Are these “expensive” funds worth the extra cost?

18 August 2014

FE Trustnet highlights a selection of funds that have justified their above-average ongoing charges figures (OCFs) in recent years.

By Joshua Ausden,

Editor, FE Trustnet

As with most things you buy, getting value for your money is the number one priority when constructing your investment portfolio. The difference between a 0.5 and 1 per cent charge may not sound like a lot, but the erosional impact of charges over the long-term can be very significant.

There is a big difference, however, between buying cheap funds and getting value for your money.

Indeed, all performance data on FE Trustnet is inclusive of costs unless otherwise stated.

Whatever the cynics say, not all of the charges levied by funds go into the pocket of managers and salesmen.

High quality research doesn’t come cheap, especially if you’re investing on an international basis or in specialist areas such as small caps.

Some cheap funds have given investors the best of both worlds, as highlighted in a number of articles on FE Trustnet in recent weeks, and plenty of expensive funds have failed to meet their objectives.
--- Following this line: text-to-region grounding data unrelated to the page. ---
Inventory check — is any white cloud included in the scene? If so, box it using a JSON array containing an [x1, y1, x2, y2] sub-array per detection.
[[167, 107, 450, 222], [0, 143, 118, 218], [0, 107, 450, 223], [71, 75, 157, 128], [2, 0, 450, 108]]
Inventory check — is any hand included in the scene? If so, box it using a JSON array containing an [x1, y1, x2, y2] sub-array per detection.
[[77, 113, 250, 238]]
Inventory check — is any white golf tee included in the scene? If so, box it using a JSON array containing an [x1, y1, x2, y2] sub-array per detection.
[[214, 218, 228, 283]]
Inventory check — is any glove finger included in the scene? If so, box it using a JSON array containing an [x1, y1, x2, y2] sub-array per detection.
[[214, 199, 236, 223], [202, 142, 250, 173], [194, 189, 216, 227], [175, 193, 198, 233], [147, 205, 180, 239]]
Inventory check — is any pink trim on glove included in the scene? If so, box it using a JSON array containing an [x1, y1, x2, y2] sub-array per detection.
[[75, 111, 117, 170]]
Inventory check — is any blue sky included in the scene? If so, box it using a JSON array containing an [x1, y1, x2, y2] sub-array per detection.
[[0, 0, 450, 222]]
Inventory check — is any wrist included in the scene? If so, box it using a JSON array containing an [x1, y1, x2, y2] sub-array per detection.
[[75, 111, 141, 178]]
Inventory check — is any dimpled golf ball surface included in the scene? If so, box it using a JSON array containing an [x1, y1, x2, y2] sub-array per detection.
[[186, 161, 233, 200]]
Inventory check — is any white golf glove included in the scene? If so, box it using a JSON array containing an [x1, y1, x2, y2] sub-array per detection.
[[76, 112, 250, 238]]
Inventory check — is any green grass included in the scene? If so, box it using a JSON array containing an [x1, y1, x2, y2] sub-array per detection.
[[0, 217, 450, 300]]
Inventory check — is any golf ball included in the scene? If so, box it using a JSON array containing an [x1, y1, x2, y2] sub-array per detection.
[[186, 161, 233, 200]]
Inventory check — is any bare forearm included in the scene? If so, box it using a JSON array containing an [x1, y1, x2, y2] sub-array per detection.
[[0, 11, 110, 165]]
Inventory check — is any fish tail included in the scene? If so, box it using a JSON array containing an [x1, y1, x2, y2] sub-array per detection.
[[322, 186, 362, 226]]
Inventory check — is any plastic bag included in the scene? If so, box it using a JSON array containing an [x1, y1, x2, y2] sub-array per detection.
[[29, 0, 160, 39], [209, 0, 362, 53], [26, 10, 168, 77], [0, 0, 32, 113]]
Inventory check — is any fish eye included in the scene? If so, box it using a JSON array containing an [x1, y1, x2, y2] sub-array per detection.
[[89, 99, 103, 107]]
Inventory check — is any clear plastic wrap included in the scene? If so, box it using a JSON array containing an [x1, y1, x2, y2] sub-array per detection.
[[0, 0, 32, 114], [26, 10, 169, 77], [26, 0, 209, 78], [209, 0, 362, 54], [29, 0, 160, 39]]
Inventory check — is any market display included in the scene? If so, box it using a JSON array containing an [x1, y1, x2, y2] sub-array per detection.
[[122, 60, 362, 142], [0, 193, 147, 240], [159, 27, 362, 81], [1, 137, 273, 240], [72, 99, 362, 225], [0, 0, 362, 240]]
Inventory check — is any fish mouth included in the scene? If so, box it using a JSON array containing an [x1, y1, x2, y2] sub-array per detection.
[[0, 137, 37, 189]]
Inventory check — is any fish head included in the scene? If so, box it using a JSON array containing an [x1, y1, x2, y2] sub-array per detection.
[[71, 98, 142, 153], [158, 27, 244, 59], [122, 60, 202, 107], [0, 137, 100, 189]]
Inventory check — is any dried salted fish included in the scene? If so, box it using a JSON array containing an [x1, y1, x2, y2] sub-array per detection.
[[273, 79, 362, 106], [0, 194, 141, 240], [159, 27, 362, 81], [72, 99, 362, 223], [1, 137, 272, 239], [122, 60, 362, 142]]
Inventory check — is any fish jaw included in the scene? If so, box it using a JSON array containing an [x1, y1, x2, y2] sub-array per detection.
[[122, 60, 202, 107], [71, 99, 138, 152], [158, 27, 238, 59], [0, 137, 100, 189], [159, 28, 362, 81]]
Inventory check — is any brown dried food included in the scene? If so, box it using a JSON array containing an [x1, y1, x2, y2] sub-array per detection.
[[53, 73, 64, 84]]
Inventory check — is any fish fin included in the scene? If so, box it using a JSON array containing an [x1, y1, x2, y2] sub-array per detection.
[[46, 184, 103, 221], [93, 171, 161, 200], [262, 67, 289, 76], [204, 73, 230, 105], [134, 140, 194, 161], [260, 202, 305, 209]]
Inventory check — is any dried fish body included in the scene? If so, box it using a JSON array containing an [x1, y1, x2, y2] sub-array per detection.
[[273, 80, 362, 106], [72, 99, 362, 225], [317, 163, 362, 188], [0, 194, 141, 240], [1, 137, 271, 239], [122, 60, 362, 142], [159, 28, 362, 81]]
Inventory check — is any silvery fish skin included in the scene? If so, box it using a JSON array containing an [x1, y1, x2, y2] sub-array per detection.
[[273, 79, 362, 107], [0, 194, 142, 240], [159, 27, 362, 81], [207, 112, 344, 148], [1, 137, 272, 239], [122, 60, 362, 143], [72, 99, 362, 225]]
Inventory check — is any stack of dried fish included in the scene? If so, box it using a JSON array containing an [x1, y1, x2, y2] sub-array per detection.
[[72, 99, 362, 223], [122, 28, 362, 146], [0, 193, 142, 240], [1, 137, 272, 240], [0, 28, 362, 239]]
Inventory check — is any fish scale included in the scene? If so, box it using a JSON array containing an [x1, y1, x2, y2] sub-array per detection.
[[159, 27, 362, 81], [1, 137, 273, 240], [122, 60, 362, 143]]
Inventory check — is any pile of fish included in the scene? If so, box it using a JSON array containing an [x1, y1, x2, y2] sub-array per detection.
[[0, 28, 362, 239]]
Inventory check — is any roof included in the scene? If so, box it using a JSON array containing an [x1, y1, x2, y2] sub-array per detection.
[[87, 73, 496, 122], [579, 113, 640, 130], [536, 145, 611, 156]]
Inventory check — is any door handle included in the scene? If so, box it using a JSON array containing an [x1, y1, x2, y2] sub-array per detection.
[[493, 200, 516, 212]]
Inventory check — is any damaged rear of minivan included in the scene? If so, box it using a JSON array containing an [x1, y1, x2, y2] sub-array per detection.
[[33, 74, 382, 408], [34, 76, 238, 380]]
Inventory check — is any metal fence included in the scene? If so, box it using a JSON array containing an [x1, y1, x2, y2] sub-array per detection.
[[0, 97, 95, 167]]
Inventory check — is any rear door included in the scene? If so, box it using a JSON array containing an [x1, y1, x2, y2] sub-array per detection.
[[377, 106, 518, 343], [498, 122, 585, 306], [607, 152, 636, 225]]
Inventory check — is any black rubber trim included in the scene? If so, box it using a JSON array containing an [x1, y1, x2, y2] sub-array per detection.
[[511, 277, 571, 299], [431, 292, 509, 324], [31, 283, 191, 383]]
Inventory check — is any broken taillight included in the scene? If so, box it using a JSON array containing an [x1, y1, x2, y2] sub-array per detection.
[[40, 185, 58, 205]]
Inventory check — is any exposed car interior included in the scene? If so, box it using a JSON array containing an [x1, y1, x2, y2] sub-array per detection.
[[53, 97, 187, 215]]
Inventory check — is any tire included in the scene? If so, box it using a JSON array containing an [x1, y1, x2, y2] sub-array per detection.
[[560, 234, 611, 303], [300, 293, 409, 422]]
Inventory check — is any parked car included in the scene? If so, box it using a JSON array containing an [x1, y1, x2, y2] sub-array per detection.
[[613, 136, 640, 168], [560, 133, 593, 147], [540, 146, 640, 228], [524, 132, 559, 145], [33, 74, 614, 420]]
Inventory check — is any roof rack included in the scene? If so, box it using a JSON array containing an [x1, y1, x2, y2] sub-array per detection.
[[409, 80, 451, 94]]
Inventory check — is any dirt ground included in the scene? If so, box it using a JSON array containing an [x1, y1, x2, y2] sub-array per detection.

However, there are plenty of actively managed funds that have justified their above average costs in recent years, and arguably have an edge over their rivals.


Jupiter Merlin Income

The double layer of charges means that funds of funds tend to be more expensive than those that invest directly into stocks and shares.ALT_TAG

Some are able to keep costs down by investing in funds under the same roof, while others – such as Robin McDonald and Marcus Brookes’ Schroder Diversity range – have made a conscious effort to lower their charges.

However, regardless of increasing competition in this area of investment, Jupiter Merlin is still the go-to team, and with good reason.

The FE Alpha Manager trio of John Chatfeild-Roberts (pictured), Algy Smith-Maxwell and Peter Lawery have a track record going back more than 15 years, and have delivered strong outperformance on both a consistent and cumulative basis.

The £4.6bn Jupiter Merlin Income fund is arguably the pick of the bunch.

As well as delivering top decile returns over a 10 year period with returns of over 140 per cent, the fund has beaten its sector average in 12 of the past 13 calendar years.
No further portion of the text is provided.